Credit default swaps (CDSs) look a lot like insurance, in which party A, holding debt from party C, makes periodic payments to party B. If party C defaults on debt, party B pays party A. This removes the risk of party C securities, at least on paper, which allows party A to take on yet more debt. But it's not just insurance: party A does not have to have a stake in party C or incur any loss from C to get a payoff, so this aspect of it is really a betting parlor, where people bet on how well or ill party C will do. The value of this insurance cum casino has rocketed in recent years and is now twice the value of the stock market, and three times that of US GDP. Mind-boggling quantities of money are involved and nothing actually gets produced.

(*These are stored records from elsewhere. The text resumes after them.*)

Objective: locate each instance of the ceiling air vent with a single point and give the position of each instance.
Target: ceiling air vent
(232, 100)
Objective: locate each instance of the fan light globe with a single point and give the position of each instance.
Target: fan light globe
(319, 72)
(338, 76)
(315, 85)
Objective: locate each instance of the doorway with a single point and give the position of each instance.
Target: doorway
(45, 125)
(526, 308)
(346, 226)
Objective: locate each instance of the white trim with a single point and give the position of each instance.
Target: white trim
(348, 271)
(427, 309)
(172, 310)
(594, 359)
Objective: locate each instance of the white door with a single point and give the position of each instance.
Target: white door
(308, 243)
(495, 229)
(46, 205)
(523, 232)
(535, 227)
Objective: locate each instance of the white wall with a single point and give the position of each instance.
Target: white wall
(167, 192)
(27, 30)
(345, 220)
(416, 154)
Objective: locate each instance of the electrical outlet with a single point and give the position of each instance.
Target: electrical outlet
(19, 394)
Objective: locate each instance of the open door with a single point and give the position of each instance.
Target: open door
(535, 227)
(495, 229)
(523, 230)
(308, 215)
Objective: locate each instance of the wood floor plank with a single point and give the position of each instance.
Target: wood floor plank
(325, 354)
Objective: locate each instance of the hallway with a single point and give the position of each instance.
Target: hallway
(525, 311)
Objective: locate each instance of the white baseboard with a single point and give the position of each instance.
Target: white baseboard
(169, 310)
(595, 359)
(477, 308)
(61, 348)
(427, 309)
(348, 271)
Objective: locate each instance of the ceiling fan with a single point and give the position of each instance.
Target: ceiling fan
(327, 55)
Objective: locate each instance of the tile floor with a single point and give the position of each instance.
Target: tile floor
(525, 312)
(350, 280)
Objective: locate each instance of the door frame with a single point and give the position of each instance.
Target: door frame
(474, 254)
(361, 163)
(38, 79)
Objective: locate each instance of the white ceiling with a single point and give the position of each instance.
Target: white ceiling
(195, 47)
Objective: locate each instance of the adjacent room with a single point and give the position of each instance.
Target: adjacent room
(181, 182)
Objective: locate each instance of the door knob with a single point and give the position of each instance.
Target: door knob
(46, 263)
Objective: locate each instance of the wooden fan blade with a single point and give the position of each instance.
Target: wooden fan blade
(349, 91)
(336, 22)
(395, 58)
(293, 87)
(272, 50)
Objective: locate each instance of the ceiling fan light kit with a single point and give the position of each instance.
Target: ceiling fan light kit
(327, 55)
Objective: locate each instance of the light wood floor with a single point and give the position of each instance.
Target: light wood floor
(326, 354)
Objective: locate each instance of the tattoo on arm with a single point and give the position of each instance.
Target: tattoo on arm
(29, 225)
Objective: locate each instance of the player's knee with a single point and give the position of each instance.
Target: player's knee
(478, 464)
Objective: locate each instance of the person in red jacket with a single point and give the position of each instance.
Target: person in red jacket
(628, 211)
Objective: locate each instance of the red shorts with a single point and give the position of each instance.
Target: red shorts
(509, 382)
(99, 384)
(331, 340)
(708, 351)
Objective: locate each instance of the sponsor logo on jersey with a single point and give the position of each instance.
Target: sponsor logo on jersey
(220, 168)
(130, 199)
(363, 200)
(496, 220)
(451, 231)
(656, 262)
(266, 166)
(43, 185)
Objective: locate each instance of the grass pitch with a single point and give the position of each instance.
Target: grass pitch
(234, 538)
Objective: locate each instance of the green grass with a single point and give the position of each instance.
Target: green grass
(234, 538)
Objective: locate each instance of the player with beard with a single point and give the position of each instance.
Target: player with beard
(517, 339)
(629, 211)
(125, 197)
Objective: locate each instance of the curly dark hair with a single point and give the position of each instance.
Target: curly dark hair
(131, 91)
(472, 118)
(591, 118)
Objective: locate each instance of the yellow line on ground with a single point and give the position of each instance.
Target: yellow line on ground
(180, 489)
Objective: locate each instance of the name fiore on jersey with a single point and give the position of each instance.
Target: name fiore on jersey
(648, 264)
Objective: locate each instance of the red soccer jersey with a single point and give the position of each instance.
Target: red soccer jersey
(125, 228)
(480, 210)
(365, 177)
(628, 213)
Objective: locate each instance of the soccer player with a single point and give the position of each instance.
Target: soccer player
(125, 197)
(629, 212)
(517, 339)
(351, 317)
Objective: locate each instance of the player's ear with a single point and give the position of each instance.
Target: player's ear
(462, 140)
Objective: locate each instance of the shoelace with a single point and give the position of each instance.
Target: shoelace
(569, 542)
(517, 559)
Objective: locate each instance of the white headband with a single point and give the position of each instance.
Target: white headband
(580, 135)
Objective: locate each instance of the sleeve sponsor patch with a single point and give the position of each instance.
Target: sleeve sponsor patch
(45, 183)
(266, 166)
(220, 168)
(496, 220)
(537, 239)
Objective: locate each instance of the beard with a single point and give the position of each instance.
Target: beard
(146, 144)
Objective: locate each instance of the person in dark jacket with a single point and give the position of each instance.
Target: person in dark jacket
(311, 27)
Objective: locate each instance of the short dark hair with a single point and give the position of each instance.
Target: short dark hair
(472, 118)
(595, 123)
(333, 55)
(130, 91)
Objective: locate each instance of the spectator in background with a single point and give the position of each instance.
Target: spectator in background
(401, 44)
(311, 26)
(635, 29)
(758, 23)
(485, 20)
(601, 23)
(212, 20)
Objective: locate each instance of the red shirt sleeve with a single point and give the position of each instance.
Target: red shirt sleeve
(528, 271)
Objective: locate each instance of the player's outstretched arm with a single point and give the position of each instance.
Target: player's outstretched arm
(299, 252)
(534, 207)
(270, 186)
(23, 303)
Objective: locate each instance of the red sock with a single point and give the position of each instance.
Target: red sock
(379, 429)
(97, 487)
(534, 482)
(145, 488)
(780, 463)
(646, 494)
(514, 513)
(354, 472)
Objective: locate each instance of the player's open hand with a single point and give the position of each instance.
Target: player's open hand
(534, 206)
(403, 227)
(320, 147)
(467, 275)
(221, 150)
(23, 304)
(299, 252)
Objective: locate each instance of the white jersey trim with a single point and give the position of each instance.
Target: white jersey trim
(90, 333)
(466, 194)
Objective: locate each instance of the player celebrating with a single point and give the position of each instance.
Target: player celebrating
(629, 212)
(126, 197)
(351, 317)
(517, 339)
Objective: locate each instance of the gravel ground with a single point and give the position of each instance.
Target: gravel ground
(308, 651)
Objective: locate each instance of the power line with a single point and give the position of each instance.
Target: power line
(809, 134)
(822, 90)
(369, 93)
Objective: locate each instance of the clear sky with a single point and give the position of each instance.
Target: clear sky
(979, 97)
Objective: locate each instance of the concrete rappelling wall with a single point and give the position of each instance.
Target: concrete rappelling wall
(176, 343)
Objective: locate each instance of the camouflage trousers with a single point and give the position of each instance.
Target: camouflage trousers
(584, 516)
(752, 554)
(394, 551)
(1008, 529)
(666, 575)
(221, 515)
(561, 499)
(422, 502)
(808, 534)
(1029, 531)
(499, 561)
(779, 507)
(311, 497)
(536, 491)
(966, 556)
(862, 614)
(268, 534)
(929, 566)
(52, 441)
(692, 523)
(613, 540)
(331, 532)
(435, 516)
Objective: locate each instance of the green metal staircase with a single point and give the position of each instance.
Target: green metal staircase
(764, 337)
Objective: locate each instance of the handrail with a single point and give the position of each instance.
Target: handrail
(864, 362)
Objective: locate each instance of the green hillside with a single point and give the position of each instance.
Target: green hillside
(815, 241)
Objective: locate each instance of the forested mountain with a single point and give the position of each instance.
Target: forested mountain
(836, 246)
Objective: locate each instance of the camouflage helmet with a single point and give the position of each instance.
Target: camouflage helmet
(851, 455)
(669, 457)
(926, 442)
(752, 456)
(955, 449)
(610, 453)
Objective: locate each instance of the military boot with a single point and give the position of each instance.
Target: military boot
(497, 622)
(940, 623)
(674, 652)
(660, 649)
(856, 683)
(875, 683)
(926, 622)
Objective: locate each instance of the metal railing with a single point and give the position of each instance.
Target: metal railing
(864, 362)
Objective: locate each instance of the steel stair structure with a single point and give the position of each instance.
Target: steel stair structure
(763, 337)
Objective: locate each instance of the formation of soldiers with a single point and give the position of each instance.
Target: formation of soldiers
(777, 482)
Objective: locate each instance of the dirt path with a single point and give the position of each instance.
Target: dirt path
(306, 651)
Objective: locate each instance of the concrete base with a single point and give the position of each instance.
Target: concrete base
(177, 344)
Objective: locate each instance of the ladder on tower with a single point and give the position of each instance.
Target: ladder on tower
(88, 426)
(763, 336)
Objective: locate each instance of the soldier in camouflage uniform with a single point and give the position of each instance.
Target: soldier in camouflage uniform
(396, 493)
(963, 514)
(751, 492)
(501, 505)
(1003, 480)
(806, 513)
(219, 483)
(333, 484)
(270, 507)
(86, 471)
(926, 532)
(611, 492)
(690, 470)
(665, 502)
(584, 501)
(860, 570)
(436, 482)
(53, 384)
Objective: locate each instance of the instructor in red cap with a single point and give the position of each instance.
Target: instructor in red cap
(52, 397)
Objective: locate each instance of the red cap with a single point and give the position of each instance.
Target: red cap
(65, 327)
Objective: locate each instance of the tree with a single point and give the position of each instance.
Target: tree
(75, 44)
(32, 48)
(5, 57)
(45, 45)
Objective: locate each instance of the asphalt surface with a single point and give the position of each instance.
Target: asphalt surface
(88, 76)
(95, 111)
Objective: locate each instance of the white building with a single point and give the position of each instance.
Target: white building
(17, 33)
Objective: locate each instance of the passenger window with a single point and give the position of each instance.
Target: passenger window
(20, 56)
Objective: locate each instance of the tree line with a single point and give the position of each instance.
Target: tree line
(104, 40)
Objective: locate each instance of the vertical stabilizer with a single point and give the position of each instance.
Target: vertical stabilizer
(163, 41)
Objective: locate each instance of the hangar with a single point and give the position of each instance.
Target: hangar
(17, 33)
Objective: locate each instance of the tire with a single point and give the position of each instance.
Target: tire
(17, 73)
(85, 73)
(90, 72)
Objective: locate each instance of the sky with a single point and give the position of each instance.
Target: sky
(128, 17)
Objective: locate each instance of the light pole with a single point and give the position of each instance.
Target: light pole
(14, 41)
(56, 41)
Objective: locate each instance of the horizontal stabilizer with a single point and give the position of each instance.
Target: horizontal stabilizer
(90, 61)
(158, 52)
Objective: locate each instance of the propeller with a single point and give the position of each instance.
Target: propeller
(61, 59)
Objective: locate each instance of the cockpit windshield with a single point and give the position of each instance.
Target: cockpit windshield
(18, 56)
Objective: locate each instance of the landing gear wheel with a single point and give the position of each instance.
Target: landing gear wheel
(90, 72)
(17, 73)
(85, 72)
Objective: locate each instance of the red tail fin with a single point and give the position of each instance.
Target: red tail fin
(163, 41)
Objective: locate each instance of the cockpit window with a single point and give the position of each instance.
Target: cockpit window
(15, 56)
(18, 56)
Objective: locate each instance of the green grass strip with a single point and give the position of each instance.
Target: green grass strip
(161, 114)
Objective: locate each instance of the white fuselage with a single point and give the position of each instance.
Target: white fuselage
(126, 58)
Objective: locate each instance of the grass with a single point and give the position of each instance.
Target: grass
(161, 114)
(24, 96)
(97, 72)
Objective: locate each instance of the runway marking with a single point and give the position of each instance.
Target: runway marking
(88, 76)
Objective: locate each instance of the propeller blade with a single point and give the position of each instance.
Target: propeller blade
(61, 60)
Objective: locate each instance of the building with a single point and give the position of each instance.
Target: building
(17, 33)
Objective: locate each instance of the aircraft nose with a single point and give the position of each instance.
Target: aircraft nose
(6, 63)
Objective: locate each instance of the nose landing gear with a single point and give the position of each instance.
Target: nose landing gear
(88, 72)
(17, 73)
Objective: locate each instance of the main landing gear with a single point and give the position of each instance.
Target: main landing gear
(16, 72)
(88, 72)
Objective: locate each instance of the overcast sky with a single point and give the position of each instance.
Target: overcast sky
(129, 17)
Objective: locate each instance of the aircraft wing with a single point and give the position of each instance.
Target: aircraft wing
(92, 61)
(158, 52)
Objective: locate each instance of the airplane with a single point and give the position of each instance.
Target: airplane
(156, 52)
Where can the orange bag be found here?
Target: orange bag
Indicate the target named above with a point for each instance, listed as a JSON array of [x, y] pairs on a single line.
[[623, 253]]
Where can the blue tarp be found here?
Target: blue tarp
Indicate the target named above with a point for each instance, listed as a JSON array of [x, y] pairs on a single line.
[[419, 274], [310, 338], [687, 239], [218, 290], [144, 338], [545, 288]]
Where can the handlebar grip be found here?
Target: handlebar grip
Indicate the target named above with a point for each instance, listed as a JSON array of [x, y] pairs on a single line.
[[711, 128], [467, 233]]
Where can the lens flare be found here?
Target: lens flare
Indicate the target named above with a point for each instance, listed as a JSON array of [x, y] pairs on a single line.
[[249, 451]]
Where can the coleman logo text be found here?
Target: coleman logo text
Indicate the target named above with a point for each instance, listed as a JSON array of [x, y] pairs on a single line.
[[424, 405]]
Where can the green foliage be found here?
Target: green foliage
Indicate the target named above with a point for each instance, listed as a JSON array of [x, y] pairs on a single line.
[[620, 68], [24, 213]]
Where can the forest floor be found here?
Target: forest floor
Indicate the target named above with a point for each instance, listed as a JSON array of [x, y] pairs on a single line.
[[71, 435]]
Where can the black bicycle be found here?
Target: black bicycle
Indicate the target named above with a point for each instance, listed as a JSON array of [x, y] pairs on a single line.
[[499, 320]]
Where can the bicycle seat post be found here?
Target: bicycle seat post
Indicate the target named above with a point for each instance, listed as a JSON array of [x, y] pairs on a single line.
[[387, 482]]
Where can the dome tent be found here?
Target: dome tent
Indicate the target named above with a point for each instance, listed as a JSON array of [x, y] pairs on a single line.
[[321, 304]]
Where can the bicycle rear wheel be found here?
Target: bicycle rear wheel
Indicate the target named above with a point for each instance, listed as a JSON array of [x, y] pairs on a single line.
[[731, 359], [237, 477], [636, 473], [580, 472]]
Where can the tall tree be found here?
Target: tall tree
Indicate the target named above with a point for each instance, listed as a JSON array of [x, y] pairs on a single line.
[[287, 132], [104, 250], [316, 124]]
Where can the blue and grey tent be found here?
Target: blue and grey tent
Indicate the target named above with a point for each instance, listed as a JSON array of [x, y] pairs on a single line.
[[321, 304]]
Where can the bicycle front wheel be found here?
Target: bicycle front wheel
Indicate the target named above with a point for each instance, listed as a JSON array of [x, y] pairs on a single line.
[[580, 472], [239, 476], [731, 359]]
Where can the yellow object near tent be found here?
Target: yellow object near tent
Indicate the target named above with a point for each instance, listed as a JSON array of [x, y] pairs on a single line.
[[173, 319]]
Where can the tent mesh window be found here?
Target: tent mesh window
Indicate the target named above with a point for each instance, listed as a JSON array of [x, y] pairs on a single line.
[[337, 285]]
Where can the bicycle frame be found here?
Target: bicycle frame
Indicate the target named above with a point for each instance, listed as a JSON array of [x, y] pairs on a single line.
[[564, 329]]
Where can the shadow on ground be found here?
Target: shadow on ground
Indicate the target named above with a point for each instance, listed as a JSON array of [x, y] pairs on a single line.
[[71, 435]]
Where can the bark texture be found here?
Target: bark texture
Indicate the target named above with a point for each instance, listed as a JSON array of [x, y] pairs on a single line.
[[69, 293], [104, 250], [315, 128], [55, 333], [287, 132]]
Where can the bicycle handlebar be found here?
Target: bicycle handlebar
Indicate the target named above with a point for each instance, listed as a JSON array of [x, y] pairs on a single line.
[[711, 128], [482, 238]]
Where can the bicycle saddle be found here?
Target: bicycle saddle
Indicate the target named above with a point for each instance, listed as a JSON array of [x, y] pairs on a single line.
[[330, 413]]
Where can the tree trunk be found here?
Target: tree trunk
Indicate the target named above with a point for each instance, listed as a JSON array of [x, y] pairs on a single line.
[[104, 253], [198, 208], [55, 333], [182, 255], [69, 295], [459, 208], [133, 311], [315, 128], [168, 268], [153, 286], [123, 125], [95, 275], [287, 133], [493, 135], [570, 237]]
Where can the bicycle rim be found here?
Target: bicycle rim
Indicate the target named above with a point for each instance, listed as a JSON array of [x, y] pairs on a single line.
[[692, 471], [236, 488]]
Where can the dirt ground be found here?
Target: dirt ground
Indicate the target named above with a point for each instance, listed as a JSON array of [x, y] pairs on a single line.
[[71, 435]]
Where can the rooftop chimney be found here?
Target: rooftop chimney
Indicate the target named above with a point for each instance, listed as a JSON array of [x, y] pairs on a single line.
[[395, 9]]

Not just CDSs but also mortgage backed securities have boomed, though far less dramatically than CDSs. But $7.1 trillion is still half of US GDP.
One more example, if that is necessary. Here are new issuances of asset-backed securities (securities ultimately derived from credit card debt, car loan debt, student loan debt, etc)
It is the same pattern with all debt-derived securities (so called derivatives) -- MBSs, ABSs, CDOs, CMOs (collateralized debt and mortgage obligations), CDSs, etc all really took off in the early 2000s, shortly after deregulation. Until last August or so there was a race on to find new ways to lever on more debt and yet more debt, because debt is money -- right up until the bubble bursts, and everyone is left holding the bag (except of course for some CEOs who get generous packages irrespective of performance, and some vulture capitalists, who can pick up assets for pennies on the dollar). Right now we have no realistic way of gracefully unwinding, and it will likely end in synchronized cliff-diving. On to cement.
So how does this affect you and me? Our economy runs on debt, though that's usually spelled "credit". If manufacturers cannot get credit, new products and product improvements don't happen, and for many if not most production in general shuts down. Innovation and advances in technology go into hibernation. If agriculture cannot get credit, crops don't get planted. If retailers cannot get credit, they cannot buy and have nothing to sell. The economy contracts and unemployment goes up. This leads to further debt defaults, as the unemployed cannot pay mortgages or school loans or car payments, and this is the income stream that supports so much corporate debt. We go into a positive feedback loop of the bad kind (death spiral) and it is really really hard to pull out.
One last thing: the next round of mortgage resets should play out by 2011. We have a ways to go yet before the great deleveraging is over. But it is not too early to call for increased transparency, increased oversight, increased margin requirements, and reduced conflict of interest. It is not too early to call for accountability. If anything it is too late -- but late is better than never.